January 8, 2009
The Grants.gov PMO announced on September 4, 2008 its inclusion of an RSS feed on the Grants.gov website.
Its development and Inclusion of the RSS feed adds to the 255+ existing U.S. Government RSS feeds. The URL launch site for the U.S. Government feeds is: http://www.usa.gov/Topics/Reference_Shelf/Libraries/RSS_Library.shtml
The present feed sorts grant opportunities by Agency and Category. In January 2009 the RSS will evolve by adding two additional feeds: new opportunities and existing opportunities that have been modified.
In the coming months the Grants.gov RSS will undergo further evolution and increased usability.
At the present time the RSS feed supplements, it cannot replace, the Grants.gov email notifications system.
On a nightly basis, Grants.gov transmits >650,000 emails updating potential applicants of grant opportunities and or modifications. The present burden consumes significant processing power on a system with finite capabilities. As a consequence, the applicant attempting to submit an application may find him/herself competing with the email burden for processing power.
Our strategy to alleviate the burden consists of 4 steps:
Implement and evolve a dynamic RSS feed that may, in some cases, obviate the need for email notification.
Because we know that many emails are sent to dead mailboxes, we will eventually require all present recipients to periodically re-enroll in the email notification system.
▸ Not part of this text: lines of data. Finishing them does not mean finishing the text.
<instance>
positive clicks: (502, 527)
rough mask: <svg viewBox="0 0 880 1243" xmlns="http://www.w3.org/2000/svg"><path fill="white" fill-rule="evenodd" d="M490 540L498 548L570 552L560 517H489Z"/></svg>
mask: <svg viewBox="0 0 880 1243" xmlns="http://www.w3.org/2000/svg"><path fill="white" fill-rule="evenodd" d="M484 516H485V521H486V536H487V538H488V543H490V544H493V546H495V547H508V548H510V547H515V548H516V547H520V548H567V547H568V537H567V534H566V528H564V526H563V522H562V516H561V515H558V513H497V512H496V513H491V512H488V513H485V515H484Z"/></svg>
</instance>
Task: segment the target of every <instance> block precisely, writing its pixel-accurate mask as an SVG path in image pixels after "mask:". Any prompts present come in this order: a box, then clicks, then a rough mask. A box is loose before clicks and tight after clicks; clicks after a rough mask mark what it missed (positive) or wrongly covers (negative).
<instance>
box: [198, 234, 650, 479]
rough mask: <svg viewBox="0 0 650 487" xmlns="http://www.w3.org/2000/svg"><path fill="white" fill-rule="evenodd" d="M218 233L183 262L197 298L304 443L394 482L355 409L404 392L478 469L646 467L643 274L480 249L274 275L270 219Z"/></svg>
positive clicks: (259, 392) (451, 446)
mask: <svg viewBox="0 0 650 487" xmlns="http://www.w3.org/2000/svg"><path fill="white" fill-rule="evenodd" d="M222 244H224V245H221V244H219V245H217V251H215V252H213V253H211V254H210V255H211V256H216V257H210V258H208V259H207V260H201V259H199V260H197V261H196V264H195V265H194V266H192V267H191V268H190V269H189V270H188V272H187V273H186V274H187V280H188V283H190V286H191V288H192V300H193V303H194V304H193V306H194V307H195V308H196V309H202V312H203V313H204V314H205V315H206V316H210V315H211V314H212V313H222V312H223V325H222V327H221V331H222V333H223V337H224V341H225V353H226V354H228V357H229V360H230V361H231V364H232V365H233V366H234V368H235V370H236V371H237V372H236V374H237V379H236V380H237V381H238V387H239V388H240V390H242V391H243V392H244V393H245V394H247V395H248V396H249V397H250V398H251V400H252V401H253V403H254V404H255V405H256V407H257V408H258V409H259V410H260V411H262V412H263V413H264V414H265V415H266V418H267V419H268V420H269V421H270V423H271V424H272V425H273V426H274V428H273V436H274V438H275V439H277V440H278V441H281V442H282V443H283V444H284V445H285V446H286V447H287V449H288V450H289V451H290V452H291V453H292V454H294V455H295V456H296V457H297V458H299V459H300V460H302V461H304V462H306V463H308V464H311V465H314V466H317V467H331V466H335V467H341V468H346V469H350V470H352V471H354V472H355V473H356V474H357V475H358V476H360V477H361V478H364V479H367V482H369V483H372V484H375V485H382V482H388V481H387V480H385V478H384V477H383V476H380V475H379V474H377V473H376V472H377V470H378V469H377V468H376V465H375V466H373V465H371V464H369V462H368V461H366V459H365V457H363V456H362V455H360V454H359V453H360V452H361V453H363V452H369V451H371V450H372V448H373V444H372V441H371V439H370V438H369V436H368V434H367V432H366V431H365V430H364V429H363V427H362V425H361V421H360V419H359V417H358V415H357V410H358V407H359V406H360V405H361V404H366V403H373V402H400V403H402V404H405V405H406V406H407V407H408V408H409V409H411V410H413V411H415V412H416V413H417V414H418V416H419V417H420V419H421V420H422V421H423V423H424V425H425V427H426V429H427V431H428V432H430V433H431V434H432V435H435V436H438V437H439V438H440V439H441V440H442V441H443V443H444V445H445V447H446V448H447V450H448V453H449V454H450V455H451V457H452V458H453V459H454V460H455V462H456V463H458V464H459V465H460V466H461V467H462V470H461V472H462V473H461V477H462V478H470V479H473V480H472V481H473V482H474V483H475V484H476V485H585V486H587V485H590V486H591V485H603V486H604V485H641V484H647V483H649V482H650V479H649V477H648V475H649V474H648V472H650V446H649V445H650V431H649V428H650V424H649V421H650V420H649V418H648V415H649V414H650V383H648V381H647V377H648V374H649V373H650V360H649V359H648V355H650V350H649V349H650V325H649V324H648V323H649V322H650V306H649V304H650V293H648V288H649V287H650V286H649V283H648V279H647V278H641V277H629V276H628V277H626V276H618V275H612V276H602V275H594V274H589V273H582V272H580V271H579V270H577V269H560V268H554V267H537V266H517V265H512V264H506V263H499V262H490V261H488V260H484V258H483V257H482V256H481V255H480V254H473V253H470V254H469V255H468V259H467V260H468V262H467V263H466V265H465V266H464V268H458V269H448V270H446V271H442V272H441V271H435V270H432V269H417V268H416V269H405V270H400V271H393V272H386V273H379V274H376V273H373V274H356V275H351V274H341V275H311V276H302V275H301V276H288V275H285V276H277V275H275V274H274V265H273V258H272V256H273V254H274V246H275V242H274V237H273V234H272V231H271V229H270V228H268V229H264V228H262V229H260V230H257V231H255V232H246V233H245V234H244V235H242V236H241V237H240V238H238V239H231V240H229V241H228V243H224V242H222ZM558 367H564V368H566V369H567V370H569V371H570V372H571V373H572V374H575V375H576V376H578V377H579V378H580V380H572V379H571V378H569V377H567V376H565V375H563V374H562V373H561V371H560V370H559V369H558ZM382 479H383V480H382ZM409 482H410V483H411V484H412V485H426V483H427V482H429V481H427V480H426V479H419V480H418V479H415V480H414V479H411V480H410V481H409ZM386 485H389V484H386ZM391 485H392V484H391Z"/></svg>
This will clean up our present email listing inasmuch as non-existent email addresses will be culled from the list.
When re-enrolling, the term of the enrollment will be time limited (i.e., six months or annual). This will prevent the open-ended nature of the present system allowing for and institutionalizing a continuous self-scrubbing approach to business.
As the RSS feed matures, there will be a continuous campaign encouraging movement to RSS feeds vice emails.
The Grants.gov e-mail notification system may not entirely disappear to the degree the PMO desires, but any significant reduction will save monies during a time of limited funding. Moreover, as Grants.gov moves to a cloud computing environment, an arena based on transactional costs, the fewer e-mails sent the lower the costs for the grantor agencies.